東病院先端医療科では、乳腺・腫瘍内科(婦人科系・泌尿器科系含む)、呼吸器内科、消化管内科、血液内科、肝胆膵内科の専門医・指導医が所属していますので、第1相試験だけでなく、各臓器別の診療や、治療薬開発を通じて横断的な教育を受けることが可能です。
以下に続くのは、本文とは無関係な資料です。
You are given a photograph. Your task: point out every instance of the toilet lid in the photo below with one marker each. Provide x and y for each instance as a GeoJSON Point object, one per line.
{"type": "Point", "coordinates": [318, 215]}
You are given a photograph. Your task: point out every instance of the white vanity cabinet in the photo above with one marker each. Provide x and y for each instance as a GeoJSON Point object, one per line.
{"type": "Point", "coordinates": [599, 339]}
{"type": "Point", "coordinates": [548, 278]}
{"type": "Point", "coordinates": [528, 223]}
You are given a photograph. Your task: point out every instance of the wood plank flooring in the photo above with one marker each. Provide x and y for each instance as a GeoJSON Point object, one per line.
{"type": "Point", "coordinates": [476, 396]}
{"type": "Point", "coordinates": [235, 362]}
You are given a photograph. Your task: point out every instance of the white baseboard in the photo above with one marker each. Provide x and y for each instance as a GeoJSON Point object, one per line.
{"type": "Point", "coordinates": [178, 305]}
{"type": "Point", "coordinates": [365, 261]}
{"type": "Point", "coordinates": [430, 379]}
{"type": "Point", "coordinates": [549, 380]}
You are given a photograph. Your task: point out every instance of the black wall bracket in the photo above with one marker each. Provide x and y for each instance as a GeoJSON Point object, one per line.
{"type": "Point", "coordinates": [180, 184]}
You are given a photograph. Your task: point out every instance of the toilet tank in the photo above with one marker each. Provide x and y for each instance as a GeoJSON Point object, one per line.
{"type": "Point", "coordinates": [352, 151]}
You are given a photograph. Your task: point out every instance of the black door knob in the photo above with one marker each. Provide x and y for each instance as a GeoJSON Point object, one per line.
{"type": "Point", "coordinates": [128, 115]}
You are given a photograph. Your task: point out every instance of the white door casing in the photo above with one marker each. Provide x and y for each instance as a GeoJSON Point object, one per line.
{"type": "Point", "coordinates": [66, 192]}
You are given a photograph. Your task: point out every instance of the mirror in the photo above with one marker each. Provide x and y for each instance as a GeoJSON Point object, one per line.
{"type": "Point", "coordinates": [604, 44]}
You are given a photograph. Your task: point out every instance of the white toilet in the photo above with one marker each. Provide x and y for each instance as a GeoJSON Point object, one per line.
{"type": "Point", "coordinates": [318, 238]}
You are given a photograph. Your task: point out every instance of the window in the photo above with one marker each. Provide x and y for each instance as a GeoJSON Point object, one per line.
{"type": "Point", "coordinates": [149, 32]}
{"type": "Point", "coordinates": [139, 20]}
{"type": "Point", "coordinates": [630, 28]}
また、先端医療開発センターの研究部門と連携し、新規がん治療の基礎研究・トランスレーショナル研究(TR研究)も精力的に行うことが出来ます。

研究について

先端医療開発センター研究所と連携し、新規抗がん剤の開発において、治療効果や副作用を予測するバイオマーカー探索を行うことで、個別化医療・精密医療(プレシジョンメディスン)にも積極的に取り組んでいます。
免疫療法に関わる新規薬剤においては、フローサイトメトリー解析などを用いることにより、末梢血液中のリンパ球やがん組織の免疫機能の変化を解析し、新規免疫療法の作用機序(mode of action: MOA)を解明する研究を行っております。また、抗体療法や抗体薬物複合体(antibody-drug conjugate: ADC)の新規薬剤においては、質量分析解析などを用いることにより、がん組織中における薬物動態・薬力学解析を行うことで、新規治療薬の治療効果の向上、個別化を研究しております。また、基礎研究から導かれたコンセプトをヒトにおいて検証するProof of concept (POC)試験を医師主導治験として行っています。